À mi-chemin entre fantasme et cauchemar, Le goût du Goncourt relate l’histoire vraie de la rencontre entre un auteur reconnu et un de ses admirateurs inconditionnels. Que les deux soient homosexuels, que le protagoniste et narrateur n’aille que 19 ans alors que l’écrivain goncourisé soit dans la quarantaine n’arrange en rien les choses. 

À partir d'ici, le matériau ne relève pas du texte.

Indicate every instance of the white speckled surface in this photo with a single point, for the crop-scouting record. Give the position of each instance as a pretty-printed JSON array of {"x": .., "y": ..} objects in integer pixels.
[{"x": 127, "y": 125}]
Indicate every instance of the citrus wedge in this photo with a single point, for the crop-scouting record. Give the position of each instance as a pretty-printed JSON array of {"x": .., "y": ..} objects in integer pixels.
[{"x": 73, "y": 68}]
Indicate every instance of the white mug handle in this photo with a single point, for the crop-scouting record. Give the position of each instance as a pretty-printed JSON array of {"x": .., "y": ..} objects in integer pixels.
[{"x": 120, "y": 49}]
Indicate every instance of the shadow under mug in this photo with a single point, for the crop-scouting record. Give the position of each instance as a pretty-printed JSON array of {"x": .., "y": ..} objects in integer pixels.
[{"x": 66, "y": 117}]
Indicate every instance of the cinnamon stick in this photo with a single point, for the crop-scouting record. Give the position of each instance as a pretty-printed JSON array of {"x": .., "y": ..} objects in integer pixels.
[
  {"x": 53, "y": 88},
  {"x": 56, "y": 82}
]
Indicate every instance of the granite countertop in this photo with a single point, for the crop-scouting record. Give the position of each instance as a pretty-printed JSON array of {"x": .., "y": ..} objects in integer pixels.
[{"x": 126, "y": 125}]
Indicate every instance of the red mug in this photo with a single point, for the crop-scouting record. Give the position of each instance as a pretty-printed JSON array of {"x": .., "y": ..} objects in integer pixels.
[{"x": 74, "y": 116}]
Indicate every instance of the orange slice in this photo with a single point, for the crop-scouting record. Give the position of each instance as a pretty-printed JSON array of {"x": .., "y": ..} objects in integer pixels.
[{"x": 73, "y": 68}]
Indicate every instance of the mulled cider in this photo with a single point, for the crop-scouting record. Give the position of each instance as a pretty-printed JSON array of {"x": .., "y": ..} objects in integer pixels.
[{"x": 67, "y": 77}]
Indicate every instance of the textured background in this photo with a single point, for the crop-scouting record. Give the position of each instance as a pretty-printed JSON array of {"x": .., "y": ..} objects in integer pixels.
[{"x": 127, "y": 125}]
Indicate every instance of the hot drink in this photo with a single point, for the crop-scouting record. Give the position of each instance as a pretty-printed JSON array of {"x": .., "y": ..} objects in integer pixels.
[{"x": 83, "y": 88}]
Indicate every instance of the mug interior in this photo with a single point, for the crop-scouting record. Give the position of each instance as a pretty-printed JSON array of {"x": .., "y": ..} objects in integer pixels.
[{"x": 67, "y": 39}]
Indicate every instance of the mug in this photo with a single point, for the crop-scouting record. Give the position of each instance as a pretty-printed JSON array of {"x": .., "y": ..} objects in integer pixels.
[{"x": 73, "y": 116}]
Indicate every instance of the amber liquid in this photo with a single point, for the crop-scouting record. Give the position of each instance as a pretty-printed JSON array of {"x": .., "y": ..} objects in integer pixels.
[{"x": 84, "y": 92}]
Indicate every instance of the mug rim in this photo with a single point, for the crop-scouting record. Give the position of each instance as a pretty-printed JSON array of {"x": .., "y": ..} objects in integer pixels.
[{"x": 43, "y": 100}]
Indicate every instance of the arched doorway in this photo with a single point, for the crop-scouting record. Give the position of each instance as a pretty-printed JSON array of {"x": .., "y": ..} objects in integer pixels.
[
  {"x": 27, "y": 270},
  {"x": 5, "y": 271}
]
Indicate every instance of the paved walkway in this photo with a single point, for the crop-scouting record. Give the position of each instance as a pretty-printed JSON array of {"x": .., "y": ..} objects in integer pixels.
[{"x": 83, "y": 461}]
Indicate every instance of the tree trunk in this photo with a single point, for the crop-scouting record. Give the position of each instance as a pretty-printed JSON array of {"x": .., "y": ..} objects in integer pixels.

Luc Mercure, aujourd’hui écrivain pas assez célébré et reconnu avec beaucoup trop de retenue, raconte ici sa rencontre partiellement planifiée avec l’écrivain Yves Navarre; une histoire qu’il a tenté à trois reprises couronnées d’insuccès de transformer en matière à roman en début de carrière. La quatrième mouture semble bien être la bonne, en décidant d’en faire non pas un roman, mais une « fiction vraie », Luc Mercure réussi à mettre en mots cet épisode de sa vie.

À l’époque, début des années 80, Yves Navarre venait de recevoir le prix Goncourt et son travail était reconnu bien en-dehors des cercles littéraires du Paris homosexuel. Personnage excessif à la langue acérée, il vivra de 1990 à 1993 à Montréal, période pendant laquelle il réussira à se mettre à dos à peu près tout ceux et celles qui l’avaient accueilli avec de grands hourras. De retour à Paris, Navarre se suicidera peu de temps après ce bref exil, emportant avec lui l’aura qui nimbait son œuvre, des écrits qui aujourd’hui sont rarement lus, déjà oubliés.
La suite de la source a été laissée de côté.